Gingival phenotype influences the outcomes of various dental procedures. The objective of the current study was to assess the agreement between various clinical and radiographic methods for evaluating gingival thickness.
This ex-vivo study evaluated gingival thickness on 20 porcine cadavers. Gingival thickness was assessed at both central mandibular incisors with: a) trans-gingival probing with a standard periodontal probe (PB); b) trans-gingival probing with a stainless steel acupuncture needle (AN); c) ultrasound device (USD); and d) Cone Beam Computed Tomography (CBCT).
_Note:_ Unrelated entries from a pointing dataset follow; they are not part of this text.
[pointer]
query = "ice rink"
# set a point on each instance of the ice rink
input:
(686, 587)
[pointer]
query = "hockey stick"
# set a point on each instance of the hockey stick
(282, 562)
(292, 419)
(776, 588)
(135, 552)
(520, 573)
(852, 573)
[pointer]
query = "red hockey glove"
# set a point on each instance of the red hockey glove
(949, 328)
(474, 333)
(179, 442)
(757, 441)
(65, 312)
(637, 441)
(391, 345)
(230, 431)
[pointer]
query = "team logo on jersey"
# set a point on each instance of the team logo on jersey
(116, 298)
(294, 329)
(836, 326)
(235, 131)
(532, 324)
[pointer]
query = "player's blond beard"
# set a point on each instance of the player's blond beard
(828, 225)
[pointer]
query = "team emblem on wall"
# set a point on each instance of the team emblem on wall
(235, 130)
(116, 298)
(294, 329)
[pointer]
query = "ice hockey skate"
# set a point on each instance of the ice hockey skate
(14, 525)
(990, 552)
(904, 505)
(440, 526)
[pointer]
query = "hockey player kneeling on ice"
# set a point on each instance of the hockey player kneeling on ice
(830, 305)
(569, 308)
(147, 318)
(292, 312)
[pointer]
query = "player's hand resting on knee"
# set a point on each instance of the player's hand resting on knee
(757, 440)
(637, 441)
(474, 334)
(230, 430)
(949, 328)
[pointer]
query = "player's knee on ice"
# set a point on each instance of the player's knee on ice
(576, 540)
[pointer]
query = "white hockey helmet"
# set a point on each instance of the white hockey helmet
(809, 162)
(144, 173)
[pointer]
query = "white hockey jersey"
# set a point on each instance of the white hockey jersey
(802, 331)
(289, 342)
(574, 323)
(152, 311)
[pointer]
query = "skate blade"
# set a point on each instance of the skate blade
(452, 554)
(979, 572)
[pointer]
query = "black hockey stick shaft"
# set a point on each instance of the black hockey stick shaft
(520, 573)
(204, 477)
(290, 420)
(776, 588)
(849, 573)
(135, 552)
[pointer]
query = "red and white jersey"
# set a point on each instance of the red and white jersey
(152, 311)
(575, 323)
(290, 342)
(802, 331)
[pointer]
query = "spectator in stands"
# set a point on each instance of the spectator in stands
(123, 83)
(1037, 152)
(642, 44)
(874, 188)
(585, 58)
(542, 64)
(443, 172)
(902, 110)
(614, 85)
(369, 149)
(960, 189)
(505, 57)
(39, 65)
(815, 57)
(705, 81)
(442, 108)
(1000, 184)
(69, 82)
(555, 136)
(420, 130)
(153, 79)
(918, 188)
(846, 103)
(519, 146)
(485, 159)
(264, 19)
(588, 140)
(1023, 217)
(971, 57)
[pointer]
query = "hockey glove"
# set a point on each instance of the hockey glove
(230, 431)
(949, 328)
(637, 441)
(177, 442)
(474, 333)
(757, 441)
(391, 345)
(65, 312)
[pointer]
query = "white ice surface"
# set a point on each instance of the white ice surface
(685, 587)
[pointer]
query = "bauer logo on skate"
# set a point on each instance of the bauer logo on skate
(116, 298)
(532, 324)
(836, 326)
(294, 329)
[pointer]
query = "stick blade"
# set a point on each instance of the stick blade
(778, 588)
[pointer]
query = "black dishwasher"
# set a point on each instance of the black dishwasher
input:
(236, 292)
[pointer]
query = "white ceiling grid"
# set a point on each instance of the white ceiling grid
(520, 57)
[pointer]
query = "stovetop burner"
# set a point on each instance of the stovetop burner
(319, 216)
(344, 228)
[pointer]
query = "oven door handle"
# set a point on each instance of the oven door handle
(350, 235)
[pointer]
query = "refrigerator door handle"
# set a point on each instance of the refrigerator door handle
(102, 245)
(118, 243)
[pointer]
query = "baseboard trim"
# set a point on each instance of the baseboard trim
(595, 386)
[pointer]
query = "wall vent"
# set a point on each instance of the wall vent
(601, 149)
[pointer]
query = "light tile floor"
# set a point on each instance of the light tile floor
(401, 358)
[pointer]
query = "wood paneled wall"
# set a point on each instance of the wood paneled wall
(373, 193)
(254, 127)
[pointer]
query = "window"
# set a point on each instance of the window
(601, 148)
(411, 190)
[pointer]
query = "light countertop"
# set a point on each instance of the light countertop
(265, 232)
Intra-examiner reproducibility and method error were also evaluated.
Trans-gingival measurements with the standard PB and the AN were found to be almost identical in gingival thickness assessment (mean GT 1.11 mm vs 1.14 mm for the left incisor and mean GT 1.12 mm vs 1.11 mm for the right incisor, respectively). USD and CBCT yielded values that were statistically significantly higher than AN. Both USD and CBCT values were higher than PB, but this difference was statistically significant only for the left central incisor. Finally, USD values exceeded CBCT measurements, but this difference was not statistically significant. There was no evidence of systematic differences between the repeated CBCT measurements (p = 0.06 for the left incisor and p = 0.55 for the right incisor).
CBCT measurements proved to be highly repeatable and comparable to the USD measurements, while there were some indications that both CBCT and USD measurements were systematically higher than either PB or AN.